3. Doing Our God-Given Tasks
I love how God gave His prophet specific jobs to do. After having been nourished and guided into better thinking, Elijah was ready to do what God had for him. It was time to, as a friend of mine said, do what each day brought. That's where it is so different now. Many tasks that were part of our days have been put on hold. Even so, we can honor God with anything that presents itself to be done in any given day. The ordinary tasks of a day or the work of a first responder both can bring honor to God. Isn't that encouraging. God's way of looking at us is so different than man's way. God looks at our hearts as we live each day, 1 Samuel 16:7. Colossians 3:23-24 says: Whatever you do, work at it with all your heart, as working for the Lord, not for human masters, since you know that you will receive an inheritance from the Lord as a reward. It is the Lord Christ you are serving.

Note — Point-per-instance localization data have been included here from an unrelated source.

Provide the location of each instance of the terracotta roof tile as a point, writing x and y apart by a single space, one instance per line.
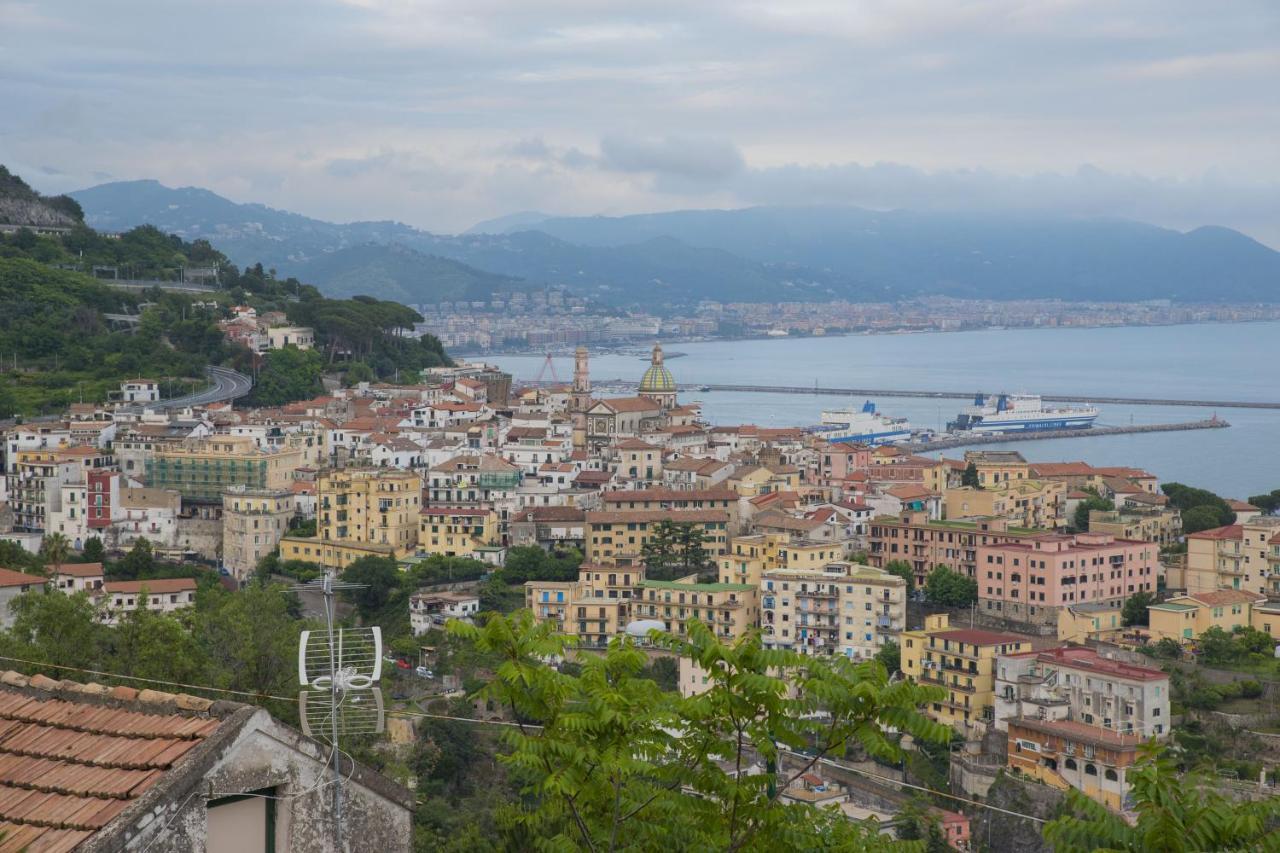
76 756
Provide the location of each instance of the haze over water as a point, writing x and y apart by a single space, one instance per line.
1207 361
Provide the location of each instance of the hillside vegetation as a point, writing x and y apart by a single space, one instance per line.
58 343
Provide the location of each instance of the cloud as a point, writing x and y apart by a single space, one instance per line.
672 158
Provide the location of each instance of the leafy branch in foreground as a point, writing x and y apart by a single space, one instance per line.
611 762
1176 812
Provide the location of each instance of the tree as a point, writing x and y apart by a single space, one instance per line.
616 762
288 374
1080 518
950 588
138 562
903 569
379 576
356 373
890 656
55 550
1176 812
1136 609
1201 518
94 550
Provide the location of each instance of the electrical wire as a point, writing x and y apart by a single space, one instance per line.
425 715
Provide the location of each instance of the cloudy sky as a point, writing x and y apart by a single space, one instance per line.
440 113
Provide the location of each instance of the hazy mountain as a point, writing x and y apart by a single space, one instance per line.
394 272
21 205
758 254
522 220
969 255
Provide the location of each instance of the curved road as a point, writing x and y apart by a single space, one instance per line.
228 384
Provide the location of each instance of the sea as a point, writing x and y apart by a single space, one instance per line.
1234 361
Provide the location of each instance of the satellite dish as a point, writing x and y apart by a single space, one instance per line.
348 658
357 712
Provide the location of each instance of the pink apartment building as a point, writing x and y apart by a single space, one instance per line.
1031 580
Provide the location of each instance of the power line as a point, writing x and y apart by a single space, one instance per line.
425 715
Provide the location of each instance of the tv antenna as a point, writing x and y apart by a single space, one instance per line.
339 670
548 366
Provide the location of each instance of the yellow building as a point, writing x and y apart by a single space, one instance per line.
749 557
254 523
360 512
1239 556
617 537
202 469
963 661
837 609
1024 502
728 610
594 609
997 468
456 530
1184 617
810 555
1162 525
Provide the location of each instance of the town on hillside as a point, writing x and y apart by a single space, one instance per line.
1068 614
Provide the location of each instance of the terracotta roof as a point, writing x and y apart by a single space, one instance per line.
1229 532
1225 597
76 756
624 496
976 637
156 585
1089 660
81 569
676 516
10 578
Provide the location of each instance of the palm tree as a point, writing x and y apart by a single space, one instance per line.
1176 812
56 548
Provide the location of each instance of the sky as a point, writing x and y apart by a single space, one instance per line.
442 113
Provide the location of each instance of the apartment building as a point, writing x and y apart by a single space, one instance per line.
1159 524
926 543
456 530
1023 502
839 609
360 512
963 662
160 594
254 523
201 470
728 610
1239 556
594 609
1184 617
748 557
618 537
1034 579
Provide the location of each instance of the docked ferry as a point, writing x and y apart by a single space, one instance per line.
863 427
999 414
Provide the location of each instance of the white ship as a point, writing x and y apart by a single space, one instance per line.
863 427
996 414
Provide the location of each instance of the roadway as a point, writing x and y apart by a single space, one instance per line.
228 384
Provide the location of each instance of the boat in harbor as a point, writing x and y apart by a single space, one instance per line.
997 414
863 427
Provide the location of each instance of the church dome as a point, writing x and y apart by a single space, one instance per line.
657 378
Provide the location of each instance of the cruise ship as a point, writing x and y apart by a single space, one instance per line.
999 414
863 427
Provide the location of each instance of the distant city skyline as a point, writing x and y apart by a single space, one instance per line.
442 114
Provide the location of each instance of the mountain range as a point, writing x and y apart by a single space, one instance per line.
680 258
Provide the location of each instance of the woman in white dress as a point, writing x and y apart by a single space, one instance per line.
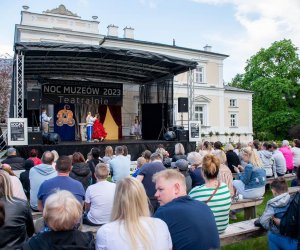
132 227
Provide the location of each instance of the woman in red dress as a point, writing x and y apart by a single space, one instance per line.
98 130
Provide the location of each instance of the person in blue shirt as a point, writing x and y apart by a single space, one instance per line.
191 223
62 182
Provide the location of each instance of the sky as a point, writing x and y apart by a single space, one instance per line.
238 28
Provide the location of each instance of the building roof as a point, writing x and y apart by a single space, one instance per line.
58 61
229 88
162 45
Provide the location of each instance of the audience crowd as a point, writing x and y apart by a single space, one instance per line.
174 200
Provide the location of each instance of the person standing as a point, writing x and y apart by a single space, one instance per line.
45 119
89 126
98 129
120 165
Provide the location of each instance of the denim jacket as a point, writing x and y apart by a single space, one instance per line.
253 177
275 207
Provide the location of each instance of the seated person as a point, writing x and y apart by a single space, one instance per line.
99 198
62 181
139 163
62 214
276 208
214 192
252 180
18 224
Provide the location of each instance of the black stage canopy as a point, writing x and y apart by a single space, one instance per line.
57 61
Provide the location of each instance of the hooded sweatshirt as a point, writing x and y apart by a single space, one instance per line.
82 173
275 207
266 158
37 175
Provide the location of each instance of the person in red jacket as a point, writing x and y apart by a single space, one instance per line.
98 130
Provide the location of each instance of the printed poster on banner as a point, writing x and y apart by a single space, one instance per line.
17 132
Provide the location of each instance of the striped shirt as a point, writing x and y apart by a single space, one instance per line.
219 204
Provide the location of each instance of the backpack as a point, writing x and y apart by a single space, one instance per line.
289 222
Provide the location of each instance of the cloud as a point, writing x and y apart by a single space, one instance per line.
152 4
262 22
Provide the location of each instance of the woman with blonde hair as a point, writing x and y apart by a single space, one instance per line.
62 214
251 179
214 192
109 154
132 227
225 174
18 224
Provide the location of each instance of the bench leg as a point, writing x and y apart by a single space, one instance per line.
249 213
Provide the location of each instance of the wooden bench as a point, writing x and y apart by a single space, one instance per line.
240 231
249 206
245 229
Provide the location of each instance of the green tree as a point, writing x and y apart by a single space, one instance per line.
273 75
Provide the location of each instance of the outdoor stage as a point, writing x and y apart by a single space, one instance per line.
135 147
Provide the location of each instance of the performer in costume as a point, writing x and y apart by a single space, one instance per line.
45 119
89 126
98 129
136 128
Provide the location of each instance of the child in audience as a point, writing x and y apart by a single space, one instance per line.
274 210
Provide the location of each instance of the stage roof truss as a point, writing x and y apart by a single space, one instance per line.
50 60
55 62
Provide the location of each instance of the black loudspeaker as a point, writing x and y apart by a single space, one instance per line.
51 138
170 136
183 105
35 138
153 117
33 100
182 135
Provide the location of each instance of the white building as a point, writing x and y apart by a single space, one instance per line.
225 112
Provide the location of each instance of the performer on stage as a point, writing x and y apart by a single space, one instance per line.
89 126
98 129
45 119
136 128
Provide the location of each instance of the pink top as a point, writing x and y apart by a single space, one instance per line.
288 155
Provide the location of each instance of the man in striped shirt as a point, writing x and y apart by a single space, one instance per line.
214 193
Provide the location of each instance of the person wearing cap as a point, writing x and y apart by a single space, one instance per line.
24 177
15 162
182 166
145 176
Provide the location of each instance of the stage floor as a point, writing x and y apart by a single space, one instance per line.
135 147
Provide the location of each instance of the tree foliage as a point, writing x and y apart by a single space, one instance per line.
273 75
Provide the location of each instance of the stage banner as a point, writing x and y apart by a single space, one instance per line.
64 121
82 93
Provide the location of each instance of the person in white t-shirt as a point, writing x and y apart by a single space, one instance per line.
131 226
99 198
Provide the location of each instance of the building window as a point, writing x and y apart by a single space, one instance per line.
233 103
199 114
233 120
199 74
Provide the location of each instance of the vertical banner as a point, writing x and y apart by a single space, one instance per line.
194 131
17 131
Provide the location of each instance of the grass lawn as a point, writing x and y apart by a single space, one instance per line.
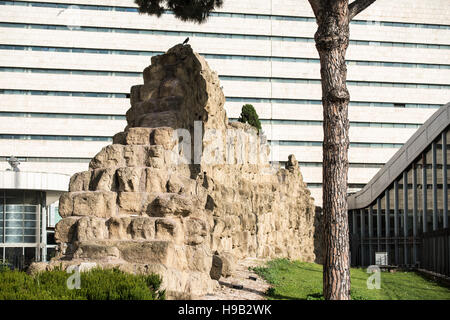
302 280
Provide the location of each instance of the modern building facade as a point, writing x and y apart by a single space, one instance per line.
28 214
404 210
67 66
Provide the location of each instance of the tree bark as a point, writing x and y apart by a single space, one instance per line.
332 39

4. Listening for God's Voice
What a picture 1 Kings 19 paints of this. Although the Lord could have made His voice heard in any way He chose, in this passage He used the simplicity of a gentle whisper. No flash here. Instead, in the quietness of the day, Elijah heard from the Lord. Perhaps with life's pace slowing for many people, we will more easily turn our ears toward the little nudges that come from the Lord. The opportunities to serve might look very different now, and no person can do everything. Yet, when the Holy Spirit stirs our thinking, what a joy it will be to be like Isaiah who said, ‘Here am I LORD, send me.’ Isaiah 6:8.
Lord, Thank You that You are the God of the details. Help us to do each day what honors You. Please be merciful towards those who are sad, confused or lonely. Thank You for those who are working to help keep us safe. Thank You for all that You will do during these days.